The Competition Act, 2002 (as amended), follows the philosophy of modern competition laws
and aims at fostering competition and protecting the Indian markets against anti-competitive
practices. The Act prohibits the anti-competitive agreements, abuse of dominant position and
regulates combinations (mergers and acquisitions) with a view to ensure that there is no adverse
effect on competition within India. The provisions of the Act relating to regulation of
combinations have been enforced with effect from 1st June, 2011.
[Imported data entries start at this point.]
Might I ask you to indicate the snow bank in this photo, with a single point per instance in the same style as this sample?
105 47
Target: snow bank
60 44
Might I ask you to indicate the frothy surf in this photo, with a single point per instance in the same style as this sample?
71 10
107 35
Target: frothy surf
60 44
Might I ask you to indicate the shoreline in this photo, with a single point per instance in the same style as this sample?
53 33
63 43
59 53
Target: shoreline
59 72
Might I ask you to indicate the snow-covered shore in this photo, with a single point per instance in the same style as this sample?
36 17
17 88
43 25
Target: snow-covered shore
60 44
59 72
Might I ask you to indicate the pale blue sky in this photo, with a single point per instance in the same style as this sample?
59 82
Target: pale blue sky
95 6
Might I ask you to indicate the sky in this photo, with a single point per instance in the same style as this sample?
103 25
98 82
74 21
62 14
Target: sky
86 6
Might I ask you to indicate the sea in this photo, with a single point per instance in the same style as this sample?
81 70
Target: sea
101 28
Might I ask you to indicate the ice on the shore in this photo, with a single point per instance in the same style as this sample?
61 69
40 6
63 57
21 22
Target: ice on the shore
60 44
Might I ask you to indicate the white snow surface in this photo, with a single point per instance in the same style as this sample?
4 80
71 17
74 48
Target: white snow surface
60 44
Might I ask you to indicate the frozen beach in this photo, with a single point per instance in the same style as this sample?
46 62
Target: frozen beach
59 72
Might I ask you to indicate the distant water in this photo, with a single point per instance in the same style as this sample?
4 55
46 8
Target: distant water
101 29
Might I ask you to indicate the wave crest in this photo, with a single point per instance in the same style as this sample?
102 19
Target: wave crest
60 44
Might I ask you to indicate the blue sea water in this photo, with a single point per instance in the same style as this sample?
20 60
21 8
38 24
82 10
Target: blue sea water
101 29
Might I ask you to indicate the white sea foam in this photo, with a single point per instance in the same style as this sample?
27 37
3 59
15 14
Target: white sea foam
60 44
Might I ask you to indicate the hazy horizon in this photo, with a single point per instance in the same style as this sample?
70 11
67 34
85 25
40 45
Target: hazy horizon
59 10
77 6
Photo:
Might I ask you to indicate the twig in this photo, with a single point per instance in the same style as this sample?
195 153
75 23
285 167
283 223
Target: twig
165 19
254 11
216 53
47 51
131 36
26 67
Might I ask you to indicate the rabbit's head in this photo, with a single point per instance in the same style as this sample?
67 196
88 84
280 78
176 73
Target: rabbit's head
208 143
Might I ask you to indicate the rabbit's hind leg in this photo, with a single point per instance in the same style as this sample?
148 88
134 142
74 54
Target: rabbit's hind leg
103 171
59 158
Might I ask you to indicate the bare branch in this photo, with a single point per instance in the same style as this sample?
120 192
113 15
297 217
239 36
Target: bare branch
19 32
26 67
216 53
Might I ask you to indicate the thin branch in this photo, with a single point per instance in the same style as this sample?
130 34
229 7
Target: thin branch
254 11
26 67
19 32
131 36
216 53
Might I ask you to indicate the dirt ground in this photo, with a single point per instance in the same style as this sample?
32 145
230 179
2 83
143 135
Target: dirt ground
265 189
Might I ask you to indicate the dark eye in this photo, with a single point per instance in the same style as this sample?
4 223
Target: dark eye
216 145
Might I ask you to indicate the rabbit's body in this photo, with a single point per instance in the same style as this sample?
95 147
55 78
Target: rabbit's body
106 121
Broadly, a combination under the Act means acquisition of control, shares, voting rights or
assets, acquisition of control by a person over an enterprise where such person has direct or
indirect control over another enterprise engaged in competing businesses. Combinations are
classified into horizontal, vertical and conglomerate combinations. If a proposed combination
causes or is likely to cause appreciable adverse effect on competition, it cannot be permitted to
take effect.

Horizontal combinations are those that are between rivals and are most likely to cause
appreciable adverse effect on competition. Vertical combinations are those that are between
enterprises that are at different stages of the production chain and are less likely to cause
appreciable adverse effect on competition. Conglomerate combinations are those that are
between enterprises not in the same line of business or in the same relevant market and are
least likely to cause appreciable adverse effect on competition.1

The article will begin with the study of the evolution of the MRTP act and will analyze the
loopholes in the act that led to the passing of the competition act. The article will mainly focus
on the concept of merger and will also lay emphasis on the factors that has led in the increase
of this business arrangement so extensively.2 The article will also discuss several kinds of
merger. The article will profoundly analyse the role of the competition commission of India
and the powers conferred upon it in regard to combinations under the act. 3

The main motive of the author behind writing this article is to make an easy understanding of
the concept of merger and how it is regulated by the competition commission.

1
Hari Krishan, “A Review of Mergers and Acquisitions in India”, A Research Paper, Submitted to Competition
Commission of India (CCI), New Delhi, September 2012, pp. 1-56, p. 10. 6
2
D.S. Nakara v. Union of India, AIR 1983 SC 130. 7
3
D.P. Mittal, 2011, p. 13, para 0.5.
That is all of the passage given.